As we made our way back with our coffee, she eventually asked me after an hour, what my name was actually. How strange and cool at the same time, right?
Who does that in Germany? Would I do it like that at home? You? Do you have to become a lonely backpacker in the middle of nowhere to become so open? Probably, yeah...
As a group of 5 people, we arrived in the hostel in Noosa in the late afternoon. The hostel, the people, Noosa, great! We had a BBQ, cider, and good conversations. What a simple and beautiful evening!

NOOSA & HINTERLAND
The next day, I actually met my Sydney acquaintance Carolyn again, for which I first took a bus to Caloundra for almost 2 hours. Carolyn was already waiting for me at the bus station, and since she had to go home again to help the electrician with her PC, we went back to her beautiful home. I had long conversations with her husband, we had coffee, and I finally had a dog to play with again. It was as if this hospitality wasn't already fascinating enough, Carolyn eventually took me on a ride to the 'hinterland', where we had a little picnic and visited one of the coolest pubs in Australia for a Corona. Completely overwhelmed by Australian warmth, Carolyn finally drove me home to Noosa, of course with coffee and a walk on the beach. We arrived in Noosa just in time for the sunset, from where Carolyn had to drive home for another hour.
with my lovely Carolyn
with my lovely Carolyn

She hadn't actually sacrificed her only day off in the week to show a lousy backpacker Australia and her home, had she? To be honest, I hesitated twice before actually calling the number of the stranger woman because, wouldn't the relationship become strange? What would we talk about, and what did she expect from me?
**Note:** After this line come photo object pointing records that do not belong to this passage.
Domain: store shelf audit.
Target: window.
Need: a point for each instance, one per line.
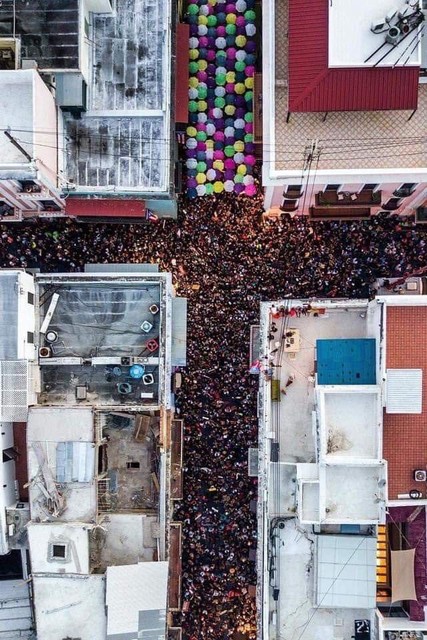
(405, 190)
(293, 191)
(10, 454)
(392, 204)
(59, 551)
(421, 215)
(369, 186)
But thankfully, I called Carolyn, and not only did I see more of Australia, but with her as a 'local', I could also learn a lot. It was as if we had known each other forever; I talked on the phone with her daughter, and we had conversations, so good and so many that I could tell them all.
Noosa showed itself from its most beautiful side the next morning. I took a wonderful walk along the beach, and for the first time, that feeling arose in me... fuck, I don't want to leave.
My journey was rapidly approaching its end, and as my home became more tangible, Australia seemed to drift further away. How could 8 months pass by so quickly? Is it possible that my lifelong dream, which I had worked and yearned for for years, would soon be a thing of the past? At the end of the world and still longing for adventure. This is not how I imagined it.
And as fate would have it, I got back on the bus to Rainbow Beach after a beautiful afternoon in Noosa National Park. For the first time, I had a small bathroom in the 8-bed hostel room. Miracles do happen, my friends.